The two groups were similar in baseline characteristics and in interval between stroke onset and initiation of therapy [ average 4.7 hours]. All but 21 of the randomized patients had confirmed ischemic strokes and 50% had severe strokes. Overall mortality at 12 weeks did not show significant difference [Lubeluzole 20.7% against placebo 25.2% ]. Neurological recovery at 12 weeks, after controlling for relevant covariates favoured lubeluzole; this group also had significantly greater improvements in functional status and overall disability.

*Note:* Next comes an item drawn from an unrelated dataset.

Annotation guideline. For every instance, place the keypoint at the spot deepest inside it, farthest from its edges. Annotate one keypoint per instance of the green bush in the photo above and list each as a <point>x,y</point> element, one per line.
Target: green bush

Treatment with lubeluzole within 6 hours of the onset of ischemic stroke was associated with a trend towards lower mortality and statistically significant improvement in neurological recovery, functional status and global disability 3 months after stroke. With its favorable safety profile, lubeluzole could be expected to improve long term outcomes in many stroke patients.
Shin C Kinsky MP, Thomas JA et al [ Yousea Univ Seoul Korea]
Effect of Cutaneous Burn Injury and Resuscitation on Cerebral Circulation in an ovine model
Burns 24 : 39-45, 1998
Altered consciousness, delirium, hallucinations, or seizures can occur in adults or children with major or minor burns.
A 70% to the body surface scald injury was induced in 8 anesthetized sleep. Animals received 30 minutes of resuscitation with Ringer’s Lactate, titrated to restore and maintain baseline oxygen delivery practices.
During resuscitation, Intracranial pressure increased gradually and cerebral perfusion pressure fell.
This ovine model showed reduced cerebral perfusion pressure immediately after major cutaneous burn, and again after 6 hours of resuscitation. Blood flow to brain is maintained by cerebral autoregulation in the early phase after injury,, blood flow fails after development of brain edema and elevated intracranial pressure.
A number of burn patients develop encephalopathy even though they have no evidence of head injury. Decreased cerebral blood flow may be contributing to the postburn CNS syndromes.